Both players said the growing lead relieved them of any pressure at the plate and credited their teammates for putting them in good spots.

“I guess the term ‘hitting is contagious’ is really true,” Kloss said. “Obviously we want to score as many runs as possible, but if you would have told me we would have scored 30 last night, I probably would have said you’re a little crazy.”

LSU’s everyday players didn’t do all the heavy lifting against the Lady Techsters.

Thirteen of the 16 Tigers who recorded an at-bat managed at least one hit, and senior third baseman Jenna Kreamer went 4-for-5 at the plate while making only her fifth start of the year.

But as LSU mounted its lead and gave its reserves some playing time, Torina wasn’t marveling at the broken records or having a laugh along with her players.

She was pondering the potential matchups against Texas A&M.

“Honestly I was thinking about the weekend and what hitters were going to be a factor this weekend that needed some at-bats,” the coach said of her reaction to the sixth inning. “Making sure that we had people that needed at-bats in that game so they could be prepared for the weekend.”

That’s how concerned Torina is about the Aggies’ powerful lineup that features the SEC’s leading home-run hitter, sophomore shortstop Kristen Cuyos. But the presence of big bats in Texas A&M’s order won’t change anything the Tigers do on the mound, Hoover said.

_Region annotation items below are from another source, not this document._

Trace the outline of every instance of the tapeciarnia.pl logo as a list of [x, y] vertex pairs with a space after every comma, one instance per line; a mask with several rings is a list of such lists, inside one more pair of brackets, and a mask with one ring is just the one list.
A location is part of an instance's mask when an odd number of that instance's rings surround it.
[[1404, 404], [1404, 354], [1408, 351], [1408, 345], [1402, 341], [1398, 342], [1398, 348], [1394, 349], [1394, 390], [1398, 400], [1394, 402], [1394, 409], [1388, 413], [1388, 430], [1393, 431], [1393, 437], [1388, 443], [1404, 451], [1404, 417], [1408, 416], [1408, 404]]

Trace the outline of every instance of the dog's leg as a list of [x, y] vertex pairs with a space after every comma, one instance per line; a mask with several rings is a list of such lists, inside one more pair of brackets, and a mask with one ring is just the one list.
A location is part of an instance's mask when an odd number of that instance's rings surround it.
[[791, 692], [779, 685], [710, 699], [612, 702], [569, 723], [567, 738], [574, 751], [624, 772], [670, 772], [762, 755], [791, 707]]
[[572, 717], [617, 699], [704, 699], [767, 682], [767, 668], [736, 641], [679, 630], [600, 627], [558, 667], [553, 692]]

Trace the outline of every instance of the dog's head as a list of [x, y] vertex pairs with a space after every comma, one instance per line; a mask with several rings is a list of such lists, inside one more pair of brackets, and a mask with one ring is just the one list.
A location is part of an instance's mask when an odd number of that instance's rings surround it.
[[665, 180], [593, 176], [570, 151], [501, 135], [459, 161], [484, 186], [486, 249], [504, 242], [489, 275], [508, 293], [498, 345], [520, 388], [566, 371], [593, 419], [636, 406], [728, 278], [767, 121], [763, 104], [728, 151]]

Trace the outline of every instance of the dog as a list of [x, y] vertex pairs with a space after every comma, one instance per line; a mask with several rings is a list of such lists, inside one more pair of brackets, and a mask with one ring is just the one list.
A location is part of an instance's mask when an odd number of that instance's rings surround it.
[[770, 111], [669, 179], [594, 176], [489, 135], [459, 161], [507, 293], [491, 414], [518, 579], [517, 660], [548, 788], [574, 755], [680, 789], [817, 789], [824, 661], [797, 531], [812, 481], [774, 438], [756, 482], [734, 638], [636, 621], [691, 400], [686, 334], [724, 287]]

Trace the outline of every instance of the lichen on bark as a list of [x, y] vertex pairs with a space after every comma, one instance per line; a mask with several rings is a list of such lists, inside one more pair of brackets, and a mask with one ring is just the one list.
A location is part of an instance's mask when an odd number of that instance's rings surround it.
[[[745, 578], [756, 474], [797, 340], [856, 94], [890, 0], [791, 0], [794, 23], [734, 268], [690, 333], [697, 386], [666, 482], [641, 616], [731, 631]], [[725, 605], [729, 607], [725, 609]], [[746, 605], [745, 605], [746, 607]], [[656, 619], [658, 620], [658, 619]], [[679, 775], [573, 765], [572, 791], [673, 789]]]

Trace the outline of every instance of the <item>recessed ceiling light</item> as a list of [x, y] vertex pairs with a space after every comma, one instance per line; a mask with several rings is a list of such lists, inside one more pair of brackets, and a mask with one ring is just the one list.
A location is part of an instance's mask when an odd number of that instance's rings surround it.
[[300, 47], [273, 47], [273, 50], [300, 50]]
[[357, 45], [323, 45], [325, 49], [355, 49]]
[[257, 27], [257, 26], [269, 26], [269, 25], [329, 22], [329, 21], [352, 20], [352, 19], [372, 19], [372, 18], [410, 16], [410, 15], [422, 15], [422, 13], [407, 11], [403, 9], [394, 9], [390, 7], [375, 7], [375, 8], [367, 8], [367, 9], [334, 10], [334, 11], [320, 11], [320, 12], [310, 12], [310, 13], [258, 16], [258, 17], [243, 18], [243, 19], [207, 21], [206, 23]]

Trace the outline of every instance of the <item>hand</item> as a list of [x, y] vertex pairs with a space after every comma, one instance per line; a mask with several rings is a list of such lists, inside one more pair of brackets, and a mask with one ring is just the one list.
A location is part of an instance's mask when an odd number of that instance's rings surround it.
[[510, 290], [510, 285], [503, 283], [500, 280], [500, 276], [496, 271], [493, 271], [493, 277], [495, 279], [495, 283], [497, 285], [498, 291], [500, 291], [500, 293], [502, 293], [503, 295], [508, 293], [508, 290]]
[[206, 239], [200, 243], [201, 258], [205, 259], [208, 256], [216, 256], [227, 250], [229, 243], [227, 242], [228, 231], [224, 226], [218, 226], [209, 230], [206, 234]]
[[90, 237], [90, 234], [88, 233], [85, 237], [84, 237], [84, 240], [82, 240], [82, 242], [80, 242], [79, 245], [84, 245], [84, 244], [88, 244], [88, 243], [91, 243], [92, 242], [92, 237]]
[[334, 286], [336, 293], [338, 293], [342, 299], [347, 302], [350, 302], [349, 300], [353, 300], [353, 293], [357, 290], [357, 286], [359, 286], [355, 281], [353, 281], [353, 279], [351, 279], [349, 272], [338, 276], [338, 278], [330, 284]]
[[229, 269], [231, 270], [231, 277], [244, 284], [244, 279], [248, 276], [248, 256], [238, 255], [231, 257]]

“I pretty much always attack people,” the sophomore ace said. “They’re a good offense, so we’re just going to have to pitch to our strengths and their weaknesses.”

Torina has already spied one weakness in the Aggies.

Despite going 4-1 in non-conference games against ranked opponents, Texas A&M hasn’t played an SEC series this season. LSU already has a series win in league play — against No. 6 Alabama, at that — under its belt, which Torina acknowledged gives her players, especially the freshmen, a slight advantage in what may be a run-happy series this weekend.

“I think the way we felt last weekend (against Alabama) was very different than how we had felt in some of the other games when we had played some ranked teams and big opponents,” she said. “A&M has played a very good schedule. They’ve traveled and been battle-tested for sure.

“But I do think there’s something about playing in the SEC that feels a little different.”